Studio album by the Outfield
- Released: 12 June 1987
- Recorded: 1986
- Studios: Air, London
- Genre: Pop rock
- Length: 40:36
- Label: Columbia
- Producer: William Wittman

The Outfield chronology
| Play Deep (1985) | Bangin' (1987) | Voices of Babylon (1989) |

= Bangin' =

Bangin' is the second album by the English pop rock band the Outfield, released in 1987. It yielded the top 40 hit, "Since You've Been Gone". The album also contained two other singles, "No Surrender" and "Bangin' on My Heart". "Bangin' on My Heart" reached number 40 on the Billboard rock chart. The album was certified gold by the RIAA. The band supported the album with a North American tour.

==Critical reception==

The St.

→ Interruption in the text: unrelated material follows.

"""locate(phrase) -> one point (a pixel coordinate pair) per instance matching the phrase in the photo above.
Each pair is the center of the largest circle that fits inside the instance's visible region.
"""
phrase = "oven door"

Petersburg Times wrote: "The Outfield specializes in what you could call an early '80s American Sound... It's music by recipe: You take hyper-macho hard rock and tone it down so it will appeal to the over-17 set." USA Today called the band a "middleweight, pop-rock group." The Los Angeles Times deemed them "nice, clean Anglo popsters with plenty of teeth in their smiles but none in their music." Newsday opined that some songs "make Bon Jovi sound like innovators, make the Starship seem like a band on the cutting edge."

Professional ratings
Review scores
| Source | Rating |
| AllMusic | Star Half star |
| Los Angeles Times | Star |
| New Musical Express | 3/10 |
| The Rolling Stone Album Guide | Star |
| Windsor Star | C |

==Track listing==
All songs were written by John Spinks except noted.
1. "Somewhere in America" – 4:12
2. "Bangin' on My Heart" – 3:57
3. "No Surrender" – 4:47
4. "Moving Target" – 4:18
5. "Long Way Home" (John Spinks, Rick DiFonzo) – 4:22
6. "Playground" – 4:59
7. "Alone with You" – 3:17
8. "Main Attraction" – 3:54
9. "Better Than Nothing" – 4:04
10. "Since You've Been Gone" – 4:46

== Personnel ==
- The Outfield
- Tony Lewis – vocals, bass guitar
- John Spinks – guitar, vocals
- Alan Jackman – drums

- Additional performers
- Frank Callaghan – additional backing vocals
- Peter Wood – synthesisers on "Alone Wish You"
- The Filth Sisters – synthesisers on "No Surrender"
- Dee Long – synthesiser programming

- Production
- William Wittman – production
- John Agnello – engineering
- Steve Lyon – assistant engineer
- George Marino – mastering

== Charts ==

| Chart (1987) | Peak position |
|---|---|
| Canadian Albums (Billboard) | 56 |
| US Billboard 200 | 18 |

== Certifications ==

| Region | Certification | Certified units/sales |
| United States (RIAA) | Gold | 500,000^{^} |
^{^} Shipments figures based on certification alone.